Ao passo que a crítica negativa ia por esse caminho, afloravam abundantemente os elogios aos filmes que empregavam estratégias diversas do uso da voz. No artigo “Camera on nature” da World Film News and Television Progress (1938, p. 125), o autor anônimo, ao falar dos êxitos da série Secrets of Nature (1922-1933), cita o uso inovador, por exemplo, do alongamento e do encurtamento silábico da emissão vocal do comentador, que imprimia nos filmes perspectivas rítmicas diversas.

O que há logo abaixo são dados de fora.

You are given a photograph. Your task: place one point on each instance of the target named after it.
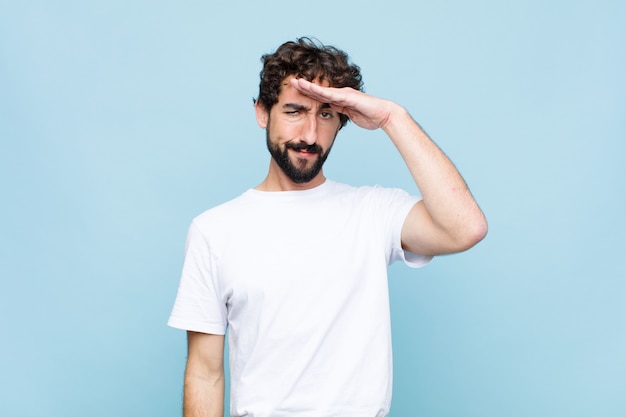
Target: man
(296, 268)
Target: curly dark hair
(309, 59)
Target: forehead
(289, 94)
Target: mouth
(304, 149)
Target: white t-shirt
(299, 278)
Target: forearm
(446, 197)
(203, 397)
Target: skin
(447, 220)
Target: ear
(262, 115)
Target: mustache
(301, 146)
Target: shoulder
(369, 192)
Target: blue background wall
(120, 121)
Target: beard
(298, 172)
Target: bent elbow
(475, 232)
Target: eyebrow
(295, 106)
(300, 107)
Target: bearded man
(296, 268)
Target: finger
(317, 92)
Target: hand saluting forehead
(364, 110)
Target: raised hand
(365, 111)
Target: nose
(309, 129)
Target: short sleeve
(399, 206)
(199, 306)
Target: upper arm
(205, 355)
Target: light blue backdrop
(121, 120)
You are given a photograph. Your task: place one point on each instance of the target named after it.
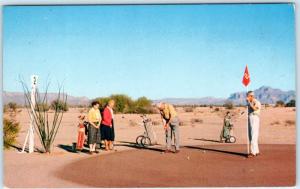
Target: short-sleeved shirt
(256, 104)
(168, 112)
(94, 115)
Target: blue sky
(155, 51)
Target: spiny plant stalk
(45, 129)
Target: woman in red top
(81, 133)
(106, 125)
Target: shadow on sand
(70, 148)
(135, 146)
(206, 140)
(216, 150)
(26, 149)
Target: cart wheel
(232, 139)
(138, 140)
(146, 141)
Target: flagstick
(247, 124)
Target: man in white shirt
(254, 108)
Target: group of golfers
(101, 125)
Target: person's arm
(254, 105)
(107, 116)
(90, 119)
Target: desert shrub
(42, 107)
(289, 122)
(275, 123)
(188, 109)
(279, 103)
(12, 106)
(132, 123)
(142, 105)
(45, 128)
(182, 123)
(228, 105)
(291, 103)
(82, 110)
(59, 105)
(10, 132)
(196, 120)
(155, 123)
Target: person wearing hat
(81, 133)
(254, 108)
(171, 124)
(94, 119)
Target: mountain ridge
(265, 94)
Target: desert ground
(203, 161)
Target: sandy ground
(42, 170)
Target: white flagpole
(247, 127)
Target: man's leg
(176, 137)
(168, 137)
(251, 133)
(255, 129)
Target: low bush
(289, 122)
(275, 123)
(196, 120)
(188, 109)
(228, 105)
(279, 103)
(132, 123)
(155, 123)
(10, 132)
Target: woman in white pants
(254, 107)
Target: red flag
(246, 77)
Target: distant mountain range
(19, 98)
(264, 94)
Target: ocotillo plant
(45, 128)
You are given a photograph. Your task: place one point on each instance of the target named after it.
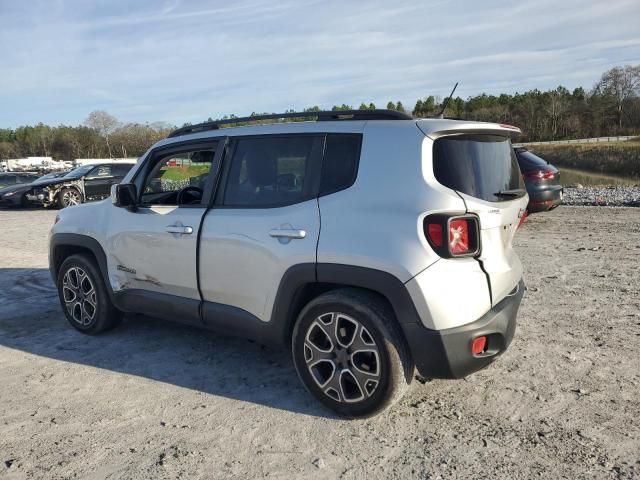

Ao se referir a um episódio específico da série, Plants of the underworld (1930), o autor se refere positivamente ao esforço dos realizadores em empregarem “versos brancos”, especialmente escritos para o filme. Charles Davy (1935, p. 110) na resenha “The Song of Ceylon” da Cinema Quarterly, refere-se ao comentário de Song of Ceylon (1934) como “uma brilhante ideia” e ressalta o interessante uso do texto de Robert Knox de 1680 como comentário, proferido num tom arcaico por Lionel Wendt, que “se encaixa exatamente na atmosfera do filme”, delegando à voz, mais que um caráter informativo, um elemento de construção de percepções.